One of the most fundamental problems in the current era is being able to find and connect similar information. I challenge you to think of one application on the Web that would not benefit from being able to determine similarities between bits of information. Detection of duplicate documents is becoming increasingly important for businesses and data scientist. Near-duplicate pages found on the Web could be plagiarisms, or they could be mirrors with identical information but released on different outlets.
In this article we'll explore a range of techniques and algorithms to determine the similarity between items. We will also explain the how and the why, and have a look at some use cases.
How can we define similarity?
We can define similarity as a measure of how much 2 sets, collections or document have in common when we compare them. The more resemblance the 2 documents have to each other, the higher their similarity. To make this definition resemble a concrete value, we will introduce the Jaccard similarity.
The notion of how similar sets are is called "Jaccard similarity". The Jaccard similarity of two sets, A and B, can be calculated by the ratio of their intersection size divided by their union size. We shall denote the Jaccard similarity of A and B by:
J(A,B) = |A ∩ B| / |A ∪ B|
Using the above formula, we are able to calculate the exact similarity of 2 sets. To make this easy method transferable to other sources of information, we need techniques to represent these sources of data as sets. For example:
J(A,B) = |A ∩ B| / |A ∪ B| = |2| / |6 + 4 -2| = 2 / 8 = 0.25
The Jaccard similarity is a measure of how close sets are, albeit not really a distance measure. To calculate the distance between two sets utilising the Jaccard similarity calculation, we simply take 1 minus the calculated Jaccard similarity. This is called the Jaccard distance, the closer two sets, the higher the Jaccard similarity and thus the lower the Jaccard distance.
dJ (A,B) = 1 - J(A,B)
How to shingle documents
The best performing way to represent a document as a set, for the purpose of finding lexical matches, is to construct a set containing short strings of text that appear within the document.
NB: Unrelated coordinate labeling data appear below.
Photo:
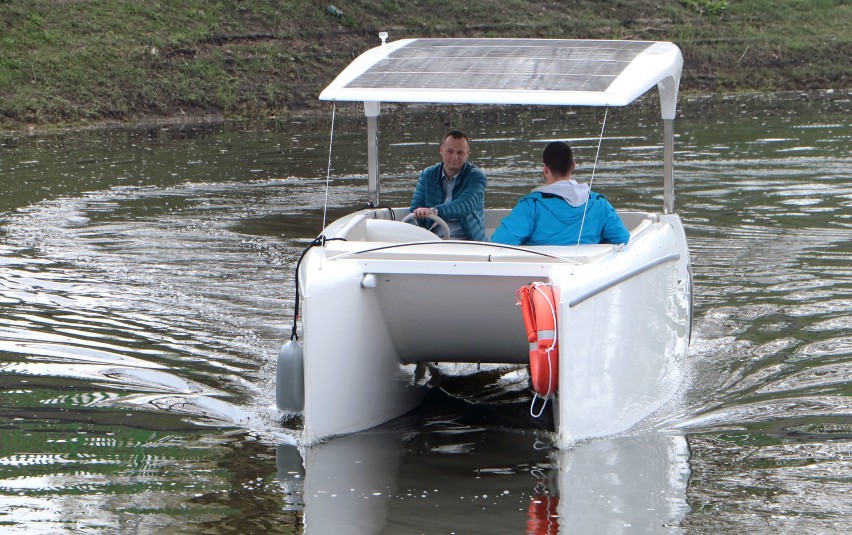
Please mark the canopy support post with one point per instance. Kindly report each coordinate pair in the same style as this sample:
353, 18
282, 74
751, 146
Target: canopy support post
372, 110
668, 166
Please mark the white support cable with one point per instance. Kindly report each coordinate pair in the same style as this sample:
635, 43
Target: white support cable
591, 182
328, 169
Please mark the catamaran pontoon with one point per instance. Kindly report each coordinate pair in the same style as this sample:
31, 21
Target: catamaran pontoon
624, 312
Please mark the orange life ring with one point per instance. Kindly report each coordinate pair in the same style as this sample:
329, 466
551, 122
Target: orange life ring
543, 515
540, 306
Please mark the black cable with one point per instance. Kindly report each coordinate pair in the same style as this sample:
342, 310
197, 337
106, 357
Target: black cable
319, 240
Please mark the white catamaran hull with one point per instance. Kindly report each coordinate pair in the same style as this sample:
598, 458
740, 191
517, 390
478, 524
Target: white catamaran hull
381, 298
372, 309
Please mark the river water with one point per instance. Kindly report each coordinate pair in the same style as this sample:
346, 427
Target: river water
146, 284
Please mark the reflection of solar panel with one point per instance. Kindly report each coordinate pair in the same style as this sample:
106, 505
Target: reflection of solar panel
494, 64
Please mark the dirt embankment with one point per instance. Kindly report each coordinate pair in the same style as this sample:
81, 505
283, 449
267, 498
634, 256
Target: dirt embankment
68, 64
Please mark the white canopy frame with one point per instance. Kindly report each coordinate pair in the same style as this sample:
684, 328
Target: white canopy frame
537, 72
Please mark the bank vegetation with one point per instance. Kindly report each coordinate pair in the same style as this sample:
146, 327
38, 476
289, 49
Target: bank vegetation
65, 62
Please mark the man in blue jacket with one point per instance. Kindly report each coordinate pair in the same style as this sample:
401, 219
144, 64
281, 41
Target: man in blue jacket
454, 190
554, 214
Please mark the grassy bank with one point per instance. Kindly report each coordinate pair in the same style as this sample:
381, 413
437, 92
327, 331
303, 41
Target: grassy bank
76, 62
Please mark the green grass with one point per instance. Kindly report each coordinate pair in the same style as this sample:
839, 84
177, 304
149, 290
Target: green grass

By doing so, same pieces of text will always be identified regardless of their position.
A common shingling technique to represent documents as sets is k-shingling. As a document can simply be seen as a string of characters, we can define a k-shingle of this document as all possible consecutive k length substrings existing in the document. Here you can see an example of a k=2 shingle:
Original: "Thank you for reading this blog" k=2 shingled: "Thank you" "you for" "for reading" "reading this" "this blog"
Choosing the best shingle size can be a daunting task, if you take your shingle size to large, you won't be able to find similarities between documents, only if they are a near perfect match. If you take your shingle size to small, as an extreme example k = 1, you will have a bias because the top 1000 most frequently used words represent around 85% of all word usage. All common used characters will be shared between most of the documents you will want to compare.
To avoid a bias towards too little or too much abstraction, you should pick your k size large enough that the probability of any given shingle appearing in any given document is low.
You could also decide to shingle on characters in favor of words, this way you could have a representation that is less defined by words but more by the order of words following each other.
Instead of using using string representations as shingles directly, you should favor the use of a hash function to determine a hash representing the shingle. This can lead to memory-usage reduction and faster comparison speeds. To select the best string hashing function, please have a look at this overview by Ozan Yigit.
Detecting plagiarised content relies on our ability to find textual similarities between content. Plagiarized documents may only contain some parts of the original piece mixed in and scrambled up between his own content, or content from even more sources. Determining whether documents are plagiarized can be a daunting task because a character by character comparison won't always yield correct results.
Same Source Articles
When using news aggregators, such as Google News, you are able to find multiple sources and news outlets reporting about the same event. Aggregators are able to cluster articles about the same topic using similarity scores. Reporter also publish articles through the Associated Press, which can then be redistributed by other websites.
- Jaccard Similarity: The Jaccard similarity coefficient is a statistic used to measure the similarity between sets. It is calculated by the ratio of the size of the intersection to the size of the union.
- Jaccard Distance: The Jaccard distance is a distance measure between sets, calculated as one minus the Jaccard Similarity
- Shingling: A way of representing text documents as a set of strings. By representing a document by its set of k-shingles, we form a set of k long characters that consecutively appear in the document. By calculating the Jaccard similarity of shingled sets, we are able to measure the textual similarity of documents.